La petite corneille se réveilla en sursaut et entendit soudain quelque chose à propos du sommeil et de l'éveil. Croyant que son maître la grondait pour sa paresse, elle eut si peur qu'elle attrapa sa couverture et se leva en criant : « Jeune maître, je n'ose plus être paresseuse, je vous en prie, ne me renvoyez pas ! »

« Petite sotte, tu dors encore à moitié ? » Qing Jianyue la tira vers elle en riant : « Regarde, Foxie est réveillée. »

Le petit corbeau fixa le renard blanc d'un air absent : « Alors, le renard ne mourra pas, et il pourra retourner voler mes jupes ou mes chaussures et les laisser traîner partout. »

«

Que dis-tu, imbécile

? Je suis le Roi Renard, comment pourrais-je mourir sous les balles d'un misérable assassin

? Je le réduirai en miettes pour me venger

!

» Le renard blanc bondit furieux, puis s'effondra de nouveau. «

Aïe

! Maître, je meurs de douleur

! Où est l'assassin

? Je le découperai en dix-sept ou dix-huit morceaux et je le donnerai à manger aux souris. Ouah…

»

Kiyomi Tsuki plissa les yeux et sourit : « Bon, bon, c'est bien que tu sois réveillée. Petit Corbeau, va chercher le docteur Li. »

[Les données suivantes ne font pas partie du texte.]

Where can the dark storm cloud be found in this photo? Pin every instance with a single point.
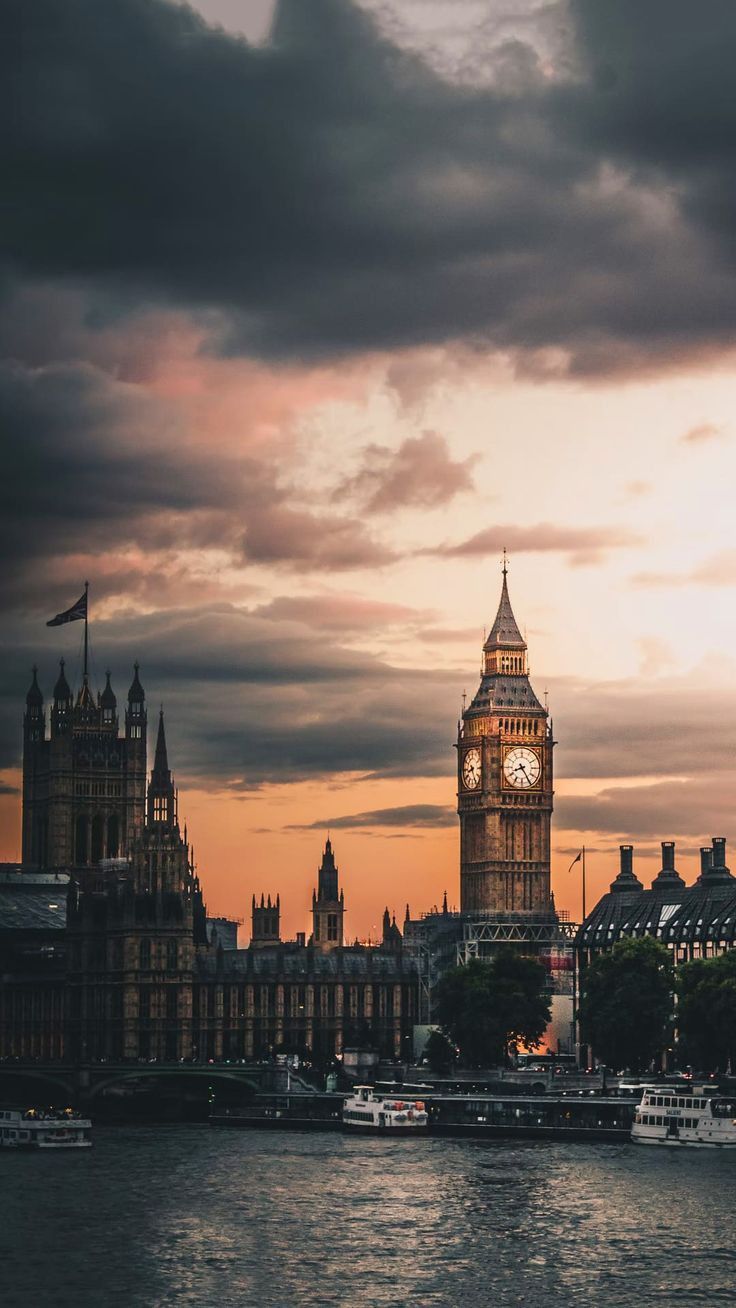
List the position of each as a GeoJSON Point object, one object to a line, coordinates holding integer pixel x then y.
{"type": "Point", "coordinates": [249, 700]}
{"type": "Point", "coordinates": [420, 472]}
{"type": "Point", "coordinates": [331, 192]}
{"type": "Point", "coordinates": [93, 467]}
{"type": "Point", "coordinates": [654, 811]}
{"type": "Point", "coordinates": [405, 815]}
{"type": "Point", "coordinates": [662, 727]}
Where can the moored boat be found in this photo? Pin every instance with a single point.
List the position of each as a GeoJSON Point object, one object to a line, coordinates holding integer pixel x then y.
{"type": "Point", "coordinates": [368, 1109]}
{"type": "Point", "coordinates": [38, 1128]}
{"type": "Point", "coordinates": [698, 1120]}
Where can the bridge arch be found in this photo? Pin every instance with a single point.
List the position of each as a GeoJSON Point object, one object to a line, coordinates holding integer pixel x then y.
{"type": "Point", "coordinates": [161, 1073]}
{"type": "Point", "coordinates": [16, 1079]}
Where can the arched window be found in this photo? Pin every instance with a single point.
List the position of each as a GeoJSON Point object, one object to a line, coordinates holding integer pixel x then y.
{"type": "Point", "coordinates": [113, 836]}
{"type": "Point", "coordinates": [80, 840]}
{"type": "Point", "coordinates": [97, 837]}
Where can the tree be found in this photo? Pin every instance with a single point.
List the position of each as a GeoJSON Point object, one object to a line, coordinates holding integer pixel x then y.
{"type": "Point", "coordinates": [486, 1006]}
{"type": "Point", "coordinates": [439, 1052]}
{"type": "Point", "coordinates": [625, 1009]}
{"type": "Point", "coordinates": [706, 1011]}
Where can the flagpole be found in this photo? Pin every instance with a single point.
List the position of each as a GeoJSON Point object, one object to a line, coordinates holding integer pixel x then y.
{"type": "Point", "coordinates": [86, 628]}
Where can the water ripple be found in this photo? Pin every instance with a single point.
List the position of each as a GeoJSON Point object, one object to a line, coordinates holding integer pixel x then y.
{"type": "Point", "coordinates": [194, 1218]}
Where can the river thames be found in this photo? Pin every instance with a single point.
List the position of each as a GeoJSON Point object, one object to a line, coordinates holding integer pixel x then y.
{"type": "Point", "coordinates": [195, 1217]}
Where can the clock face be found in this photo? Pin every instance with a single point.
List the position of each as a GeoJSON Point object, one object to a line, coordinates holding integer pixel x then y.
{"type": "Point", "coordinates": [472, 769]}
{"type": "Point", "coordinates": [522, 768]}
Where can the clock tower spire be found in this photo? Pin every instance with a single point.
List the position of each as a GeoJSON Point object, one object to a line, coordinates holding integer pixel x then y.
{"type": "Point", "coordinates": [505, 780]}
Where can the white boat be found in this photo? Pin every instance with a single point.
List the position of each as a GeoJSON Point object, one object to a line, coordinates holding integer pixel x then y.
{"type": "Point", "coordinates": [368, 1109]}
{"type": "Point", "coordinates": [698, 1120]}
{"type": "Point", "coordinates": [38, 1128]}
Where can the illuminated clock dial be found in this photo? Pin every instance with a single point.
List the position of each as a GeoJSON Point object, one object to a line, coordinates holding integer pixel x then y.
{"type": "Point", "coordinates": [522, 768]}
{"type": "Point", "coordinates": [472, 769]}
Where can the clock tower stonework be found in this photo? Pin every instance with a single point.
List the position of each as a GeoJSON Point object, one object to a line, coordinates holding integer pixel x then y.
{"type": "Point", "coordinates": [505, 782]}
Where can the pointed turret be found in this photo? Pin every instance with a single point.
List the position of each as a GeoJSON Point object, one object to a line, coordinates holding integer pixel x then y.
{"type": "Point", "coordinates": [62, 691]}
{"type": "Point", "coordinates": [34, 697]}
{"type": "Point", "coordinates": [505, 629]}
{"type": "Point", "coordinates": [328, 904]}
{"type": "Point", "coordinates": [161, 772]}
{"type": "Point", "coordinates": [668, 878]}
{"type": "Point", "coordinates": [161, 797]}
{"type": "Point", "coordinates": [34, 718]}
{"type": "Point", "coordinates": [626, 879]}
{"type": "Point", "coordinates": [62, 706]}
{"type": "Point", "coordinates": [136, 695]}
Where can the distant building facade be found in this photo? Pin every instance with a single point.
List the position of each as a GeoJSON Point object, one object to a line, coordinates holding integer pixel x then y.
{"type": "Point", "coordinates": [505, 781]}
{"type": "Point", "coordinates": [694, 921]}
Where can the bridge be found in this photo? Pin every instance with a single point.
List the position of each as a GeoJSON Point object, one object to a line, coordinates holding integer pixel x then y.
{"type": "Point", "coordinates": [83, 1083]}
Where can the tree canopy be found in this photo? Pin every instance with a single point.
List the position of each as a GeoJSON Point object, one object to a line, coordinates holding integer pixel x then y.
{"type": "Point", "coordinates": [625, 1007]}
{"type": "Point", "coordinates": [706, 1011]}
{"type": "Point", "coordinates": [439, 1052]}
{"type": "Point", "coordinates": [486, 1006]}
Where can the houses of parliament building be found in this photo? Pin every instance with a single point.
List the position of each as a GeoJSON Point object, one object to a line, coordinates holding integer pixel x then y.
{"type": "Point", "coordinates": [106, 951]}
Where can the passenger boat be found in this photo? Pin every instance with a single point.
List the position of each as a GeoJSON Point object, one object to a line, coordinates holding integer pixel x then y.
{"type": "Point", "coordinates": [368, 1109]}
{"type": "Point", "coordinates": [38, 1128]}
{"type": "Point", "coordinates": [698, 1120]}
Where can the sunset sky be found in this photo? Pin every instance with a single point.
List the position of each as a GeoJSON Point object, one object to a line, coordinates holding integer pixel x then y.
{"type": "Point", "coordinates": [307, 313]}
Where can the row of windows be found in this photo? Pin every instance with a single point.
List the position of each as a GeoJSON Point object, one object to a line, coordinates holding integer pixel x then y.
{"type": "Point", "coordinates": [520, 726]}
{"type": "Point", "coordinates": [658, 1120]}
{"type": "Point", "coordinates": [97, 839]}
{"type": "Point", "coordinates": [110, 789]}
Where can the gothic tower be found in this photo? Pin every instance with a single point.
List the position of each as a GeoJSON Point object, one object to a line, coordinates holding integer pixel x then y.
{"type": "Point", "coordinates": [84, 784]}
{"type": "Point", "coordinates": [328, 904]}
{"type": "Point", "coordinates": [505, 786]}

Le docteur Li fut appelé et, après avoir examiné l'animal, il dit avec un sourire : « Jeune maître, rassurez-vous, avec des soins attentifs, il se rétablira rapidement. »

La bonne nouvelle parvint rapidement à l'Académie de Littérature, et bientôt tout le manoir de la famille Lu sut que le renard bien-aimé de Qing Jianyue n'était plus en danger. Fou de joie, Lu Qingcheng alla en personne les chercher et les ramena à l'Académie de Littérature.

Lorsque la nouvelle parvint au jardin Yixin, Madame Lu ricana : « Une simple bête, et pourtant le seigneur de la forteresse de la famille Lu est venu en personne le saluer. Il est plus précieux que sa mère. »

Xu Yun apporta une tasse de thé parfumé. « Le seigneur de la forteresse témoigne d'une telle affection qu'il aime tout chez sa bien-aimée. Il chérit même le pot de fleurs de sa dulcinée comme s'il s'agissait d'un joyau précieux. »

«

Tu n’es pas jalouse

?

» Madame Lu prit le thé parfumé, un éclat moqueur dans ses yeux de phénix. «

N’essaie pas de le nier, tu aimes Qingcheng.

»

Le visage de Xu Yun irradiait d'un éclat captivant, comme le soleil du matin.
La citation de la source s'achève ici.